Another thing to be aware of when it comes to discount points is the interest rate environment. If you’re already buying in a low interest rate environment, you don’t need to pay for a ton of interest points to lower your interest rate even further. These points add up fast with one point being 1% of your loan value, and for each point you purchase, you’ll have to live in the home for longer if you want to break even. Consider both these two things when it comes to purchasing discount points and you may save a bundle come closing time! 
 
Lock Your Mortgage Rate at the Right Time
There is a lot to be said for the idea that the timing of locking your mortgage can be up to luck. If you do it right, you can lower your closing costs by nailing the right time frame. Rate locks are typically available in 15 day increments up to 60 days, and then in 15 or 30 day increments afterwards. The longer your rate lock, the more you’ll pay, meaning a 30 day mortgage lock is less expensive than a 60 day lock. 
 
The additional cost of a longer mortgage rate lock are paid at closing. See where we’re going with this? An extra 30 days on your rate lock may add up to 25 basis points (or 0.25%) to your mortgage rate! This doesn’t mean you should always choose the shortest rate lock time, though. If you don’t fund your loan during the originally agreed upon lock in window, you’ll be fined by your lender. You can, however, ask for a rate lock extension, which adds a little time onto your rate lock window. It usually works out that a 30 day rate lock window plus a 15 day extension is cheaper than a 45 day rate lock from the start. You can keep your closing costs a little lower by accurately choosing the best rate lock periods. 
 
Shop Around
This may sound obvious, but one way to ensure you have low closing costs from the very start is to shop around for the lender that offers the lowest closing costs. You can ask lenders to match closing costs offered elsewhere, and they may agree. There are some services included in closing costs that you are allowed to shop around for as well. These include the pest inspection fee, the survey fee, the title search, and others.
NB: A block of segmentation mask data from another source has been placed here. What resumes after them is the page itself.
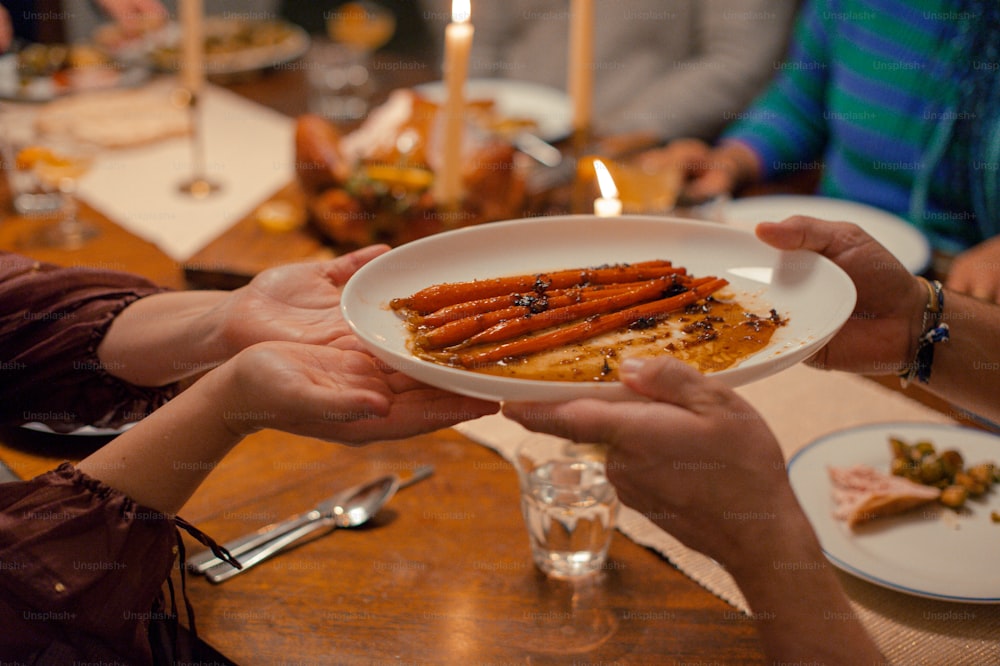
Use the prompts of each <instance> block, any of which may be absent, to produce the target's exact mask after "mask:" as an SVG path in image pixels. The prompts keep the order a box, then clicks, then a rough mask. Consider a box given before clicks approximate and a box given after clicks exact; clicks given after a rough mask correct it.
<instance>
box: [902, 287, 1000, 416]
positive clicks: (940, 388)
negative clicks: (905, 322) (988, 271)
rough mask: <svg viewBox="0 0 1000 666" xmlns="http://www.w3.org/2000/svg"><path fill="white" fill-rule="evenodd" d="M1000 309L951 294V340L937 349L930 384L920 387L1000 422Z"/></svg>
mask: <svg viewBox="0 0 1000 666" xmlns="http://www.w3.org/2000/svg"><path fill="white" fill-rule="evenodd" d="M998 313H1000V308H998V306H996V305H993V304H990V303H984V302H983V301H980V300H978V299H975V298H972V297H970V296H965V295H964V294H959V293H956V292H953V291H951V290H946V291H945V306H944V316H943V319H942V321H943V322H944V323H946V324H948V327H949V335H950V339H949V340H948V341H947V342H941V343H938V344H936V345H934V364H933V365H932V366H931V367H932V372H931V378H930V382H929V383H927V384H921V383H919V382H915V384H916V385H917V386H920V387H922V388H924V389H925V390H927V391H929V392H931V393H934V394H935V395H938V396H941V397H942V398H945V399H946V400H948V401H949V402H951V403H953V404H956V405H959V406H961V407H963V408H965V409H968V410H969V411H972V412H975V413H976V414H979V415H981V416H984V417H987V418H989V419H991V420H993V421H998V422H1000V402H998V401H997V398H996V396H998V395H1000V348H998V347H997V343H996V341H997V338H998V337H1000V314H998Z"/></svg>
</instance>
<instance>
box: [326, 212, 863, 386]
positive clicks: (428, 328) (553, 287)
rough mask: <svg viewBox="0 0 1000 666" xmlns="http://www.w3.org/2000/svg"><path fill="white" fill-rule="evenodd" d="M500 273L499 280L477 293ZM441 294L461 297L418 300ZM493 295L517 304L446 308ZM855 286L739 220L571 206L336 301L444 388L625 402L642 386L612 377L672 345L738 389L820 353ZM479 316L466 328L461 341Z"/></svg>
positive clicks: (375, 338)
mask: <svg viewBox="0 0 1000 666" xmlns="http://www.w3.org/2000/svg"><path fill="white" fill-rule="evenodd" d="M620 274H628V275H630V276H631V277H628V278H622V277H620ZM574 275H575V276H576V278H575V279H570V278H572V276H574ZM567 276H569V277H567ZM608 276H610V277H608ZM511 281H513V282H514V283H517V284H515V286H514V287H513V288H512V289H508V287H509V283H510V282H511ZM494 282H495V283H498V284H502V285H505V286H504V290H502V291H499V292H496V293H493V294H485V293H483V292H481V291H479V290H480V289H481V288H482V287H483V286H484V285H487V286H488V285H489V284H490V283H494ZM441 291H443V292H448V293H451V294H457V295H458V297H457V298H454V297H452V296H449V298H452V301H451V303H450V304H445V305H441V303H440V302H438V303H434V302H433V299H432V300H431V301H430V303H431V305H428V304H427V303H426V302H425V303H420V302H419V301H420V298H421V297H422V295H425V294H427V293H433V292H441ZM557 292H559V293H557ZM649 294H653V295H652V296H651V297H650V296H648V295H649ZM494 297H496V298H500V299H506V301H505V304H504V305H503V306H502V307H498V308H496V309H497V310H503V311H509V312H512V313H513V314H514V316H512V317H508V318H507V319H503V317H504V314H503V313H499V314H498V313H495V312H494V313H490V314H489V315H479V314H473V315H472V316H471V318H468V319H465V321H461V319H464V315H463V316H462V317H458V316H455V312H454V311H450V310H445V308H449V307H453V306H459V309H460V310H461V309H462V308H465V307H467V306H468V303H469V302H471V301H475V300H488V299H489V298H494ZM855 297H856V294H855V290H854V285H853V283H852V282H851V280H850V278H849V277H848V276H847V275H846V274H845V273H844V272H843V271H841V270H840V269H839V268H838V267H837V266H835V265H834V264H833V263H832V262H830V261H828V260H827V259H825V258H823V257H821V256H819V255H817V254H815V253H812V252H804V251H802V252H779V251H777V250H774V249H773V248H771V247H769V246H767V245H765V244H763V243H761V242H760V241H758V240H757V239H756V238H754V237H753V235H751V234H748V233H746V232H744V231H738V230H734V229H730V228H726V227H724V226H720V225H718V224H712V223H708V222H699V221H693V220H680V219H671V218H665V217H640V216H624V217H613V218H601V217H594V216H586V215H579V216H573V215H570V216H558V217H541V218H533V219H522V220H510V221H503V222H491V223H488V224H483V225H479V226H474V227H467V228H463V229H458V230H455V231H450V232H445V233H440V234H436V235H433V236H429V237H426V238H423V239H420V240H417V241H413V242H410V243H407V244H404V245H401V246H399V247H397V248H396V249H394V250H393V251H391V252H388V253H386V254H385V255H382V256H380V257H378V258H377V259H375V260H374V261H372V262H371V263H369V264H367V265H365V266H364V267H362V269H361V270H359V271H358V273H357V274H355V275H354V277H352V278H351V280H350V281H349V282H348V284H347V285H346V287H345V289H344V294H343V298H342V301H341V308H342V311H343V314H344V317H345V320H346V321H347V322H348V324H349V325H350V326H351V328H352V330H353V331H354V332H355V333H356V334H357V335H358V336H359V338H360V339H361V340H362V342H363V343H364V344H365V345H366V346H367V347H368V348H369V349H370V350H371V351H372V353H373V354H375V355H376V356H377V357H378V358H380V359H381V360H383V361H384V362H386V363H387V364H389V365H390V366H392V367H394V368H397V369H399V370H400V371H402V372H405V373H406V374H409V375H411V376H413V377H416V378H417V379H420V380H422V381H424V382H426V383H428V384H431V385H434V386H438V387H441V388H446V389H449V390H452V391H455V392H457V393H461V394H464V395H470V396H473V397H479V398H484V399H490V400H514V399H517V400H545V401H556V400H569V399H574V398H579V397H588V396H589V397H597V398H604V399H609V400H621V399H627V398H629V397H632V394H631V393H630V392H629V391H628V390H627V389H626V388H625V387H624V386H623V385H622V384H621V383H620V382H619V381H617V367H618V365H619V364H620V361H621V358H623V357H625V356H628V355H655V354H663V353H669V354H672V355H674V356H676V357H678V358H681V359H682V360H684V361H685V362H688V363H690V364H692V365H695V366H696V367H699V369H701V370H702V371H703V372H708V373H711V374H712V375H713V376H714V377H716V378H718V379H719V380H721V381H723V382H725V383H726V384H728V385H730V386H736V385H740V384H745V383H748V382H751V381H754V380H757V379H761V378H763V377H765V376H767V375H770V374H773V373H775V372H779V371H780V370H782V369H784V368H787V367H790V366H791V365H794V364H795V363H798V362H799V361H801V360H803V359H805V358H807V357H808V356H810V355H811V354H813V353H814V352H815V351H816V350H818V349H819V348H820V347H821V346H822V345H823V344H825V343H826V341H827V340H829V339H830V338H831V337H832V336H833V335H834V334H835V333H836V332H837V331H838V330H839V329H840V327H841V326H842V325H843V324H844V322H845V321H847V318H848V317H849V316H850V314H851V312H852V310H853V308H854V303H855ZM566 298H568V299H569V301H568V302H567V303H562V302H558V301H559V299H564V300H565V299H566ZM644 299H645V300H644ZM439 306H440V307H439ZM508 306H509V307H508ZM519 308H520V310H519ZM446 313H448V314H446ZM495 316H497V317H500V319H498V320H494V319H492V318H493V317H495ZM414 317H415V318H414ZM433 317H439V318H443V319H441V320H440V321H439V322H437V323H441V324H444V325H443V326H441V329H440V330H430V329H429V328H428V327H436V326H437V323H435V322H432V318H433ZM484 322H487V324H486V325H484ZM470 324H471V325H472V326H473V329H474V330H472V331H471V335H469V336H468V337H466V338H461V337H458V338H454V337H451V331H452V330H453V329H454V328H456V327H459V328H461V327H463V326H466V325H470ZM446 327H450V328H449V330H448V332H447V333H443V332H442V331H445V328H446ZM439 335H442V336H444V337H443V338H441V339H438V340H437V342H436V343H431V344H429V345H428V344H425V342H426V339H429V338H437V337H438V336H439ZM748 340H749V341H750V342H747V341H748ZM511 345H513V346H511Z"/></svg>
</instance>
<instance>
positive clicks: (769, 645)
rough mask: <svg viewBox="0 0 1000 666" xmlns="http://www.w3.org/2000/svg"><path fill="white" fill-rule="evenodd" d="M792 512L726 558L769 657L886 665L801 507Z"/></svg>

You don’t have to go with the provider your lender suggests unless you have signed a document waiving your right to do so. You can try for a lower price on the same service elsewhere. You’ll be able to see your expected closing costs on your loan estimate. Use these numbers to help you shop around and find better deals, thus lowering your closing costs.
 
Evaluate Your Loan Estimate
Bet you didn’t know you were allowed to do this, did you? When you get your loan estimate, don’t just accept it as fact. Ask your lender to go through each and every single charge with you in person. Ask them what each fee covers and why it costs that much. By doing this, you can identify padded or extraneous fees. You may also see two fees with very similar names, implying that you’re being charged twice for the same thing. It happens! An example is being charged for both processing fees and underwriting fees. You must review your loan estimate carefully. By doing so, you could save yourself some money come closing time. 
 
Other Ways to Save
There are a few random other things you can do to lower closing costs. If your new home was recently appraised  (say in the last year), you can probably skip the cost of having it appraised again and waive this service. You can also save on title insurance by asking for a re-issue rate when you renew your title insurance for a refinance. 
 
Closing costs can seem daunting and stressful, but there are many things you can do to lower them. If you play your cards right, you’ll be thankful that you took the time to learn how to save a few dollars!